Standing over 200 feet high and 24 stories tall – including floor zero, which is how the ground floor is typically numbered in the UK – Grenfell Tower far exceeded this height, according to the complaint.

Now the alleged victims want Arconic to pay up for supplying this product for such a tall building instead of the more expensive but safer fire-resistant cladding.

The strongly worded lawsuit repeatedly takes aim at what it calls the manufacturer’s “corporate greed and desire to cut corners and save money” by supplying the cheaper product to builders when they renovated the apartment complex in 2012.

“Arconic … exploit[ed] the European marked and export[ed] the danger abroad that they couldn’t sell at home,” the complaint alleges. “Through its behavior, Arconic sent the message that foreign lives are worth less than American lives and that it is acceptable to expose people outside the United States to dangers to which people in the United States would not be exposed.”

The plaintiffs also note that the treacherously flammable nature of the cladding was compounded by the use of equally combustible insulation manufactured by Celotex, a corporation with offices in suburban Philadelphia.

In the weeks following the deadly fire, Arconic issued a press release expressing condolences to the victims stating that they were recalling the cladding used in Grenfell Tower.
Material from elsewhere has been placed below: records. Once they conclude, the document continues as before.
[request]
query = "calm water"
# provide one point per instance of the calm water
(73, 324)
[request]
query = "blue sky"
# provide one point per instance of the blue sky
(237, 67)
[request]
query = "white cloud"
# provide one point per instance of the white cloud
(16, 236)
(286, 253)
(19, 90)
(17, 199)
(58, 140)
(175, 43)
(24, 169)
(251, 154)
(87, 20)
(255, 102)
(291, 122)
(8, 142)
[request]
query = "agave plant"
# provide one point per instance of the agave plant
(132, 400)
Arconic said it “sold [its] products with the expectation that they would be used in compliance with the various … local building codes and regulations.”

A representative for Arconic reiterated the company’s condolences in a phone interview Tuesday afternoon.

“We express our deepest sympathies to all those affected by the 2017 Grenfell Tower fire, and remain committed to supporting the public inquiry and investigation by the authorities in the UK. We will respond to this litigation in court,” the rep said.

A spokesman for Whirlpool similarly expressed condolences to the victims and pledged cooperation with ongoing investigations in the U.K., while also reassuring consumers about its refrigerators.

“We would like to assure owners of these products that they are safe and they can continue to use them as normal,” the rep said over the phone. "Nothing matters more to us than people’s safety. That’s why as soon as we were made aware of this incident, we launched an investigation into the model of fridge-freezer that was in the apartment where the fire began. Two separate investigations…independently found no evidence of any fault with this model and confirmed that it fully complied with all safety requirements.”

Jeffrey Goodman of Saltz Mongeluzzi noted in his morning press conference that no wrongful-death lawsuits related to the fire have been filed in the United Kingdom. There is an ongoing government-led inquiry into the fire but no criminal prosecution, he said, adding that the legal system works differently in the UK.

The UK’s Grenfell Tower Inquiry was indeed established to look into the cause of the fire and present a report to the prime minister, who chose the members of the panel, according to the Tower Inquiry’s website.

In Philadelphia, meanwhile, the victims are seeking punitive damages for 143 counts of product liability and wrongful death. The complaint has been filed and defendants have been served, attorneys said today, and now they wait for the case to go to trial.

Also named as defendants in the suit are Alcoa Inc. and Saint-Gobain Products, which are affiliated corporations with Arconic and Celotex, respectively.